Chose certaine, ça prenait le mélange de conviction et de candeur que peut dégager Emmanuel Bilodeau pour donner proprement corps au sociologue norvégien Terje Rød-Larsen, esprit politique brillant et juste assez hurluberlu pour croire que sa folle et dangereuse idée pouvait mener au cessez-le-feu. Dans sa forme comme dans son contenu, le texte de Rogers souligne le rôle capital joué par Mona Juul, épouse et partenaire de Terje, stratégique et droite quand son mari se montre prompt et brouillon. Tout comme Mona, Isabelle Blais, qui hérite aussi de la part didactique que la complexité du propos rend nécessaire, mériterait qu’on lui laisse les coudées encore plus franches dans ce spectacle où les bouffonneries mâles et les engueulades viriles abondent.

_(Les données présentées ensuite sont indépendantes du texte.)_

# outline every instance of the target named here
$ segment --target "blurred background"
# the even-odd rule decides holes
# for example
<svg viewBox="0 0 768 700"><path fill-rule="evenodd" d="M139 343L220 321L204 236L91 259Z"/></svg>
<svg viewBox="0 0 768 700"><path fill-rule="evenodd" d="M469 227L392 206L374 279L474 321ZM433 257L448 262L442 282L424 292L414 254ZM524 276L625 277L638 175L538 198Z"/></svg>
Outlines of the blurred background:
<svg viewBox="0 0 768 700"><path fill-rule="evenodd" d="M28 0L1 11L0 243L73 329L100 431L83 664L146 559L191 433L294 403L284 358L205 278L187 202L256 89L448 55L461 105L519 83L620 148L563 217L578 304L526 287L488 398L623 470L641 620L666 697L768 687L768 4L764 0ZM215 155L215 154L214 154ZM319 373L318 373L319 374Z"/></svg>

Louons l’intelligence spatiale de la metteure en scène, dont le 1984 (Trident / Théâtre Denise-Pelletier, 2015-2016), scénographié par Patrice Charbonneau-Brunelle, témoignait d’une capacité à faire naître un monde crédible à l’aide d’un arsenal limité. Travaillant ici avec Odile Gamache au décor, Patenaude fait d’abord circuler ses interprètes entre 25 classeurs métalliques de tailles diverses. L’ensemble, qui a des allures de maquette urbaine, de labyrinthe et de cauchemar bureaucratique, est petit à petit démantelé pour ne laisser sur le plateau que la table autour de laquelle des représentants de deux camps tenteront sincèrement de s’entendre. Cette traduction matérielle réussie du principe de discussion désencombrée de Rød-Larsen rend un peu superflue la présence de gradins et d’immenses lampadaires très « stade de baseball », des éléments qui poussent inutilement la symbolique de l’arène et de la joute.
Les choix musicaux laissent perplexe. Métaphore supplémentaire sur la difficulté d’accorder deux éléments que tout semble séparer, le duo contrebasse et batterie confine trop souvent Oslo à des sonorités jazzantes qui, plutôt que de soutenir la tension dramatique, tendent à la noyer. L’effet s’atténue lors du deuxième acte, laissant ainsi plus de place à une distribution dont plusieurs acteurs – dont Ariel Ifergan, Justin Laramée et Manuel Tadros –, sont chirurgicaux de précision. D’autres, comme Félix Beaulieu-Duchesneau et Jean-Moïse Martin, parviennent à accomplir la délicate tâche de nous convaincre que même ceux qui nous apparaissent comme des hommes de fer du régime sioniste peuvent être hantés et tentés par la possibilité, même infime, que la paix puisse advenir.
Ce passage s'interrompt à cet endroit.